Jesus response to this warning? You go tell that fox, who devours the weak (notice, another animal metaphor), that I will continue to do what I do, casting out demons and healing the sick, today, tomorrow and the next. Besides, prophets aren’t killed out in the countryside; they are only killed in the city, in Jerusalem. Yet, Jerusalem is the very place Jesus is headed. This can’t end well.
“Oh, Jerusalem, Jerusalem,” Jesus laments. How enthralled you are to the bondage of Herod’s power. You kill the prophets and stone the messengers that come to you. How I wish you could be liberated. How I wish you could find safety and comfort under the wings of God’s provision and care, even as a mother hen gathers her chicks under the protection of her wings.
Alas, that is not to be. You have decided with whom you are aligned. Even when I enter your gates, says Jesus, and you cry, “Blessed is he who comes in the name of God,” even then, I’m afraid, you will not reject the power-hungry ruler who oppresses you and exploits you. Instead, I’m afraid, you will reject me and the liberating message of God’s kingdom of peace and justice.
Indeed, that is what they did. It seems that people throughout the ages and maybe especially today are enthralled by such power-hungry rulers. And, as we are all too aware, such rulers exploit the people’s fears to maintain their power, their enthrallment to him. We live in a time fueled by fear – fear of the other, fear of economic insecurity, fear that the things we value will be taken from us, fear of our own shortcomings, fear of death. However, we also may be afraid that Jesus asks too much of us. Being a Jesus-follower is wrought with uncertainty. I mean, look at what happened to him! Yet, as a mother hen, God gathers us under her wings.
Maybe we are afraid we aren’t up to the task of being a follower of Jesus. “I can barely take care of myself,” you might say. “There are so many things which are burdening me right now. I can’t stand, or walk, or serve in the way you should be served.” Yet,even in the midst of your doubts, God stands by us. As a mother hen protects her young, God gathers us under her wings.
Maybe we are too afraid to venture at all on this Lenten journey. “How can I serve God?” you might say. “I don’t know what to do. I don’t have the fancy words that would bring comfort to the hearts of people who are troubled. I can’t even solve my own problems. You ask me to reach out and take your hand, Jesus, but I fear that I may fall and falter.” Yet, God holds our hand and doesn’t let go. As a mother hen protects her young, God gathers us under her wings.

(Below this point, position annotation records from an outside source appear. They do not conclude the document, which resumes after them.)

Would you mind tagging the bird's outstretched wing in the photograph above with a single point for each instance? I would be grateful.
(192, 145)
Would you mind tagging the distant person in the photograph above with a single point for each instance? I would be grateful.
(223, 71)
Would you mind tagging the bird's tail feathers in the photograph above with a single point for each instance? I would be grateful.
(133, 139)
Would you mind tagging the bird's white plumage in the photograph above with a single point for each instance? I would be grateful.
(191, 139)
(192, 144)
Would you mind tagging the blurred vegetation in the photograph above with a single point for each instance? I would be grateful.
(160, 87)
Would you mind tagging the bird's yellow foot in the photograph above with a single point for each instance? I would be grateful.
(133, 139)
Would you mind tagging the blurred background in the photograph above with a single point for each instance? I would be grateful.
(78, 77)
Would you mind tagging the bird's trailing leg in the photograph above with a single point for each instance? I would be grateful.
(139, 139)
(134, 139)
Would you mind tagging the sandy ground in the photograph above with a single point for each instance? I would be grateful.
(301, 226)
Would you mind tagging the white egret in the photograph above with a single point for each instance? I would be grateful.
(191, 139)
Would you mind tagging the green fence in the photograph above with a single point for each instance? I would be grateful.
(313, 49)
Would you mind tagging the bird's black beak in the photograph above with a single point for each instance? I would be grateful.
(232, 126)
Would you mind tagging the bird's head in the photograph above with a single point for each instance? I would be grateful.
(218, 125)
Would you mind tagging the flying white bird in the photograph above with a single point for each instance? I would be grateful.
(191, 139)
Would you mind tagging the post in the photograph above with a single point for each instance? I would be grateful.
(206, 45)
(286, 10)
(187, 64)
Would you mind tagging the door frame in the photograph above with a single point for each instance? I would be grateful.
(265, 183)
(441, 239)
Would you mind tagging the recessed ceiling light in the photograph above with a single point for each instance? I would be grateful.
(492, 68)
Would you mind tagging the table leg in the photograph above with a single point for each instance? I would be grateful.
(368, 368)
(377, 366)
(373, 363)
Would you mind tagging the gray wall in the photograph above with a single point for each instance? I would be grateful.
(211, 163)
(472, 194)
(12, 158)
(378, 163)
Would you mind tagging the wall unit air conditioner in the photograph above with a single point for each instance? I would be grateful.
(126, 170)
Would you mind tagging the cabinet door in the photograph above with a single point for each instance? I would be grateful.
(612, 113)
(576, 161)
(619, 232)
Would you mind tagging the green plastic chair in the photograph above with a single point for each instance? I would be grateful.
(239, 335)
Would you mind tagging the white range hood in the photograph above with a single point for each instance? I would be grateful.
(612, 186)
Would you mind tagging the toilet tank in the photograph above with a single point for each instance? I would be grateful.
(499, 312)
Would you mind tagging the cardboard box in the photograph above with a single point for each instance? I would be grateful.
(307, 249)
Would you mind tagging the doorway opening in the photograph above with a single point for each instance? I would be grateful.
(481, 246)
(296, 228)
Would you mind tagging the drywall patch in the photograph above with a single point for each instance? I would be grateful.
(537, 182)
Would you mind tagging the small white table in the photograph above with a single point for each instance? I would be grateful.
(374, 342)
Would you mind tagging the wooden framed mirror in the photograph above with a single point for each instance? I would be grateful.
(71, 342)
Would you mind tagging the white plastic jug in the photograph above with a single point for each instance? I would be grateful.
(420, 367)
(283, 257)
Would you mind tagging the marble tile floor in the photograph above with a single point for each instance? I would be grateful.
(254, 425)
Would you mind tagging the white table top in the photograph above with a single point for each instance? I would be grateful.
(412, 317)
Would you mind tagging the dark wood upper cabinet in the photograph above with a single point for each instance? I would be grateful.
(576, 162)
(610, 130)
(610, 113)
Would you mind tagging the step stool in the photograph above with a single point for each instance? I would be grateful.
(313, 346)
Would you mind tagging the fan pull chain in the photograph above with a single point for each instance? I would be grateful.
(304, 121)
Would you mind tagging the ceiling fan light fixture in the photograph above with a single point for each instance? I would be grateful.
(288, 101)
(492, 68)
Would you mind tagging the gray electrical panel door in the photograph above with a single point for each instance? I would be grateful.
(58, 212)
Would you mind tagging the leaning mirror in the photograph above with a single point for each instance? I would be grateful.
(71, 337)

Maybe we are afraid God would reject us. “Why would God want someone as lacking as me?” we might say. “I’m not sure what it means to be your child, O God. I don’t know if I measure up. Sometimes I feel hopeless, discouraged.” Yet, God has given us the name “beloved,” so we can say, “I am your child, God, I am yours.” As a mother hen protects her young, God gathers us under her wings.
Maybe we are afraid that too much is being asked of us. “I feel as though I am spinning around in circles,” you might say.”I am called to go here, to go there, to be this kind of person, to be that kind of person. Too much.” Yet, God reaches out to you, one who is called “beloved,” and has laid claim to your heart. As a mother hen protects her young, God gathers us under her wings.
My prayer is that you can pray with me, “I feel your presence with me as you hold my hand, stand by me, and call me your own. Now, God, guide my feet. I place all my trust and my life in your care.” May God, the mother hen, who gathers us under her wings, give us all such assurance and purpose. Amen.